Other major themes were the fragmented and terribly conflicted questions of sovereignty in the years after 1947 and the decolonization of empire. There was evidently no smooth transition from empire to two nation states and in some papers the difficulties of this constitutional process for the states after 1947 were opened up. As Yaqoob Bangash reminded us, much of Pakistan’s territory was made up of princely states, many of which continue to have complicated relationships with Pakistani sovereignty; the official number of princelystate accessions in 1947 is still unknown and some were not even technically part of Pakistan until the 1970s. Few papers tackled Bangladesh and there is still much work needed on the question of its creation, some of which was movingly addressed from the viewpoint of the victims of war and violence in 1971 in the reflections of Yasmin Saikia.

Other speakers focused on representations of Partition in cinema, theatre and literature and in newsreel and newspaper coverage.
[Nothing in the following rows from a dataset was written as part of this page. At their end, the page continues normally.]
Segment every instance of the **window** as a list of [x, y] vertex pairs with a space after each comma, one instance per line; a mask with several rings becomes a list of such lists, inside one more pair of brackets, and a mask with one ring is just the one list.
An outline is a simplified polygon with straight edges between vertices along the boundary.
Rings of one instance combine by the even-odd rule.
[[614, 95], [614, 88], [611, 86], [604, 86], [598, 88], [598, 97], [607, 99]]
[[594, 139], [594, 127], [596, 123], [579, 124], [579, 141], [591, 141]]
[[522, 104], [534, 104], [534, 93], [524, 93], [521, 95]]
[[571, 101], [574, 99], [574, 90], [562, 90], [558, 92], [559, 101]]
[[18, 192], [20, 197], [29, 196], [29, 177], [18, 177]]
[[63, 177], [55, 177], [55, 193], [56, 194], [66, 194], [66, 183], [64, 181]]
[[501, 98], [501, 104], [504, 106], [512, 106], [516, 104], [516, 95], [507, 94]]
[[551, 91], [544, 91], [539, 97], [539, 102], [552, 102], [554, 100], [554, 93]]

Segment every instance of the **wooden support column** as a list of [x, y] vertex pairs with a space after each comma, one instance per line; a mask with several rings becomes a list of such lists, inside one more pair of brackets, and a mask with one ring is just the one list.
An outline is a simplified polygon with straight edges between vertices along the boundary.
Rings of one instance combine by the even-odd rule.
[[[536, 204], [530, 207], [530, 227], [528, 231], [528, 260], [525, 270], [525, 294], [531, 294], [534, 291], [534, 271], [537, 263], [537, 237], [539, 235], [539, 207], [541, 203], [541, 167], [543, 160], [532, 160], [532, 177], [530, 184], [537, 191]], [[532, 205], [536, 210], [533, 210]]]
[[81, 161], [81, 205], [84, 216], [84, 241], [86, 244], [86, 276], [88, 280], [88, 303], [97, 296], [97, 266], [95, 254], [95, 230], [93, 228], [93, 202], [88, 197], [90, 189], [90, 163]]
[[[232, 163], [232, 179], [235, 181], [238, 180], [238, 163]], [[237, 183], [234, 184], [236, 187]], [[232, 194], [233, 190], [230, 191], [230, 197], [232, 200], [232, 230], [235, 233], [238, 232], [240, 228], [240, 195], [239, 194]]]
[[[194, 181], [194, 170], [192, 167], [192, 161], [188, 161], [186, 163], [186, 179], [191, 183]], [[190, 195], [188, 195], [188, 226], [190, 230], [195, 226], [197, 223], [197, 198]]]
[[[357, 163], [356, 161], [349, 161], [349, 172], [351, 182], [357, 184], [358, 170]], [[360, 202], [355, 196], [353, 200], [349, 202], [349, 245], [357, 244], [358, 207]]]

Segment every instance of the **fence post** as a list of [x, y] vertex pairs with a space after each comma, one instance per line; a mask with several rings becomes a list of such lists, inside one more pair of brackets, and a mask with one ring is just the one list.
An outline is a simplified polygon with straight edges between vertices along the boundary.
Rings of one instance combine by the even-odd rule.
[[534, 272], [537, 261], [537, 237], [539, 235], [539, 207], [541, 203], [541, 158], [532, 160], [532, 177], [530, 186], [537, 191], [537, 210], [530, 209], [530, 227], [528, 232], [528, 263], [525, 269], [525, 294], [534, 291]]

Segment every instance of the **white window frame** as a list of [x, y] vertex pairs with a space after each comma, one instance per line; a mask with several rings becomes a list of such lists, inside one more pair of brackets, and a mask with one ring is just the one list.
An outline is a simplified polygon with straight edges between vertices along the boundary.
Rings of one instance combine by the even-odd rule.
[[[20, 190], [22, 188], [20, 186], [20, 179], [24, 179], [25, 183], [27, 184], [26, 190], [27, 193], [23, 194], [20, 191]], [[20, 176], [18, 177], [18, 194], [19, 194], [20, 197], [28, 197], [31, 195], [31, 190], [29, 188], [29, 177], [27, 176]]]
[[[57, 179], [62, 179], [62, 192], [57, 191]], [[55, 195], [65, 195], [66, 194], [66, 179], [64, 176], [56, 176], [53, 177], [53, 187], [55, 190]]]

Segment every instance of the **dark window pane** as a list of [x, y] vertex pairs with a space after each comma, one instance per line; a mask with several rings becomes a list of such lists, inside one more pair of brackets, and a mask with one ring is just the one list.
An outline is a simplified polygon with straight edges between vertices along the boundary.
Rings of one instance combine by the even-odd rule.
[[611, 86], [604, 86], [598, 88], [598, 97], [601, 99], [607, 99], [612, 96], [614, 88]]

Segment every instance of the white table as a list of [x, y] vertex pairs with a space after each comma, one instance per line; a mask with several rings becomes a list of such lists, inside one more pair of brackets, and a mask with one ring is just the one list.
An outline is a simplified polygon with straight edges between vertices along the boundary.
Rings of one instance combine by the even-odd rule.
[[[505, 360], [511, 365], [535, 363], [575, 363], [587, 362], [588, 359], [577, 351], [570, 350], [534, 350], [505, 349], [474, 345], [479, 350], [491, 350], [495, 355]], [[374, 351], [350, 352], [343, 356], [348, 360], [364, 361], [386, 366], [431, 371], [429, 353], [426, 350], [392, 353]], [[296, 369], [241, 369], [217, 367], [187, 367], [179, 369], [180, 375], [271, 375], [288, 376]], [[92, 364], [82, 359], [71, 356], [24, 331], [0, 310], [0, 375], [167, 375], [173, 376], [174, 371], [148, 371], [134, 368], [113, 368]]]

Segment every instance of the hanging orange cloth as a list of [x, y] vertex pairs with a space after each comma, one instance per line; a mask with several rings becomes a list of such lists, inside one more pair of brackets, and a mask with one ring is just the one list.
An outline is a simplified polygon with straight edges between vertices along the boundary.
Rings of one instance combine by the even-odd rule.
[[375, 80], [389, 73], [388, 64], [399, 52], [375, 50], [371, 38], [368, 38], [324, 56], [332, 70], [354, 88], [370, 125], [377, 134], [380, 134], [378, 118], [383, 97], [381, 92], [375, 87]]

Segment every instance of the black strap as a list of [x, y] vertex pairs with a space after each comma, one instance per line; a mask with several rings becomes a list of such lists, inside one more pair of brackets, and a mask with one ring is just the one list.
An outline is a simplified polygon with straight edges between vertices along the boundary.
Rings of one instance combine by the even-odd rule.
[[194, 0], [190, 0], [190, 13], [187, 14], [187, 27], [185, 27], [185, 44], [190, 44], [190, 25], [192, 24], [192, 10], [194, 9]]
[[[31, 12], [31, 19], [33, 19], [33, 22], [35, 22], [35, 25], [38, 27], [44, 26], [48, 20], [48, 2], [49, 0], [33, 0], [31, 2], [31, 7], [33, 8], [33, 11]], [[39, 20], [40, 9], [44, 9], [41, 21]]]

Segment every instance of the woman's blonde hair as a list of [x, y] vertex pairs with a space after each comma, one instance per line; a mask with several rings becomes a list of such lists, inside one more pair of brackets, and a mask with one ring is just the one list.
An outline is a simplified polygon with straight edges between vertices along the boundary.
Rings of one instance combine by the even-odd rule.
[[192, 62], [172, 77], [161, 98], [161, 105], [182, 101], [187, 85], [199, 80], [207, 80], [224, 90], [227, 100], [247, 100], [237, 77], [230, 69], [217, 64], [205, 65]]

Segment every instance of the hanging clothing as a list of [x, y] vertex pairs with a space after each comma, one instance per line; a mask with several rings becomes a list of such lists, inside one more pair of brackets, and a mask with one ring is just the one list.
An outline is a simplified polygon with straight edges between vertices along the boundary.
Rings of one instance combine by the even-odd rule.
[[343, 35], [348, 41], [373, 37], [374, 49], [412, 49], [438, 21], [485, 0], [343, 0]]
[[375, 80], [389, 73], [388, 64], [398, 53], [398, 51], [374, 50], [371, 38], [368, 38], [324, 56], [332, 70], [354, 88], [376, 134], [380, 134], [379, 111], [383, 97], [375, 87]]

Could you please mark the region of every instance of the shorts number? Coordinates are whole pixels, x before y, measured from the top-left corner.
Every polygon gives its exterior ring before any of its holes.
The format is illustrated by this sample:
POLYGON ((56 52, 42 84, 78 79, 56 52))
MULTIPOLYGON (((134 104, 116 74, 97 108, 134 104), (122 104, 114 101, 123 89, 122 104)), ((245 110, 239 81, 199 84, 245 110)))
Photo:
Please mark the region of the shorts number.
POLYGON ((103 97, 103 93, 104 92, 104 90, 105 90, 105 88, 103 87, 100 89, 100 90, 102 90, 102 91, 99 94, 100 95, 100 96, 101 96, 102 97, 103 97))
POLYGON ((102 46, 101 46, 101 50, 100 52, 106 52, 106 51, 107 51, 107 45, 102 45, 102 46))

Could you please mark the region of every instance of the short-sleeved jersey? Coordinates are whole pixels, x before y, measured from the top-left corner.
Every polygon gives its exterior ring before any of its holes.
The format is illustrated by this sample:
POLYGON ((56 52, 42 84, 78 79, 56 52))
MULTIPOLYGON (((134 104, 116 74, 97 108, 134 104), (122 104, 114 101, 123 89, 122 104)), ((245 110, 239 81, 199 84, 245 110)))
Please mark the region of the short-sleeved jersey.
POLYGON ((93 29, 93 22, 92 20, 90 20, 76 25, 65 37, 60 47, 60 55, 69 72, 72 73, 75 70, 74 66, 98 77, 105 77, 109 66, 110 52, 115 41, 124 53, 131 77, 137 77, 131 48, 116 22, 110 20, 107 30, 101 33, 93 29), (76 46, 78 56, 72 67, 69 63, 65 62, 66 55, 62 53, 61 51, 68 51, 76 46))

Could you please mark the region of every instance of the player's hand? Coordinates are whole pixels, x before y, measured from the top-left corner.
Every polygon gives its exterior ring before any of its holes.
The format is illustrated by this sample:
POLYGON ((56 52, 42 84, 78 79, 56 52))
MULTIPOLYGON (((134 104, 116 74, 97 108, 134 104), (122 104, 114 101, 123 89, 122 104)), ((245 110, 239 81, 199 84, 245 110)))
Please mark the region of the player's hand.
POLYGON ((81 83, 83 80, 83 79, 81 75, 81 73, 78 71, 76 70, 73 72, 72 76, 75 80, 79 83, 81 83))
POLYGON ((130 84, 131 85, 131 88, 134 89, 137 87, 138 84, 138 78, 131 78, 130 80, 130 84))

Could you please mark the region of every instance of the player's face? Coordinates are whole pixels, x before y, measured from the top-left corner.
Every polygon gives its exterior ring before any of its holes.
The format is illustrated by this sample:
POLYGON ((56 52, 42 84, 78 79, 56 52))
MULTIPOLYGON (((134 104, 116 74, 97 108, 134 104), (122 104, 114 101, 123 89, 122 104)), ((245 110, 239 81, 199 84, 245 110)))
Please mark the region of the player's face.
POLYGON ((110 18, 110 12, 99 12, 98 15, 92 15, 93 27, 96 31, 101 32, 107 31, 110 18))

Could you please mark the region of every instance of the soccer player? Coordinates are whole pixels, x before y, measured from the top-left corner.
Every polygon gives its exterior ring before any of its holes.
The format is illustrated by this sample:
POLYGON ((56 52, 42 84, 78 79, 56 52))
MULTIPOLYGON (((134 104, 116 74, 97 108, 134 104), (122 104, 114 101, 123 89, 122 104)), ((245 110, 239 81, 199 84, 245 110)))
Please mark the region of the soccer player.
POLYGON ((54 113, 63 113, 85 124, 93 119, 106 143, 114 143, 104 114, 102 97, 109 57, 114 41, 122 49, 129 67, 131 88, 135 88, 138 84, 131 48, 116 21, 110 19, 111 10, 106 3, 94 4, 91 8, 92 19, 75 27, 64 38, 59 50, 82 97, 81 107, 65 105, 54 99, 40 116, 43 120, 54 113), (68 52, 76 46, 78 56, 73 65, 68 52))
These papers ranged from analysis of the writings of the canon (in the work of Salman Rushdie and Attia Hosain, for example) to discussions of new and experimental representations of Partition on the South Asian stage. Bollywood’s relationship to Partition was debated and Farrukh Khan’s documentary Stories of the Broken Self told the past through the voices of displaced Pakistani women.

A sense of a real transition towards a humanistic interpretation of Partition prevailed, not least in the fact that scholars from India, Pakistan and Bangladesh and the UK could meet and debate this work in one place.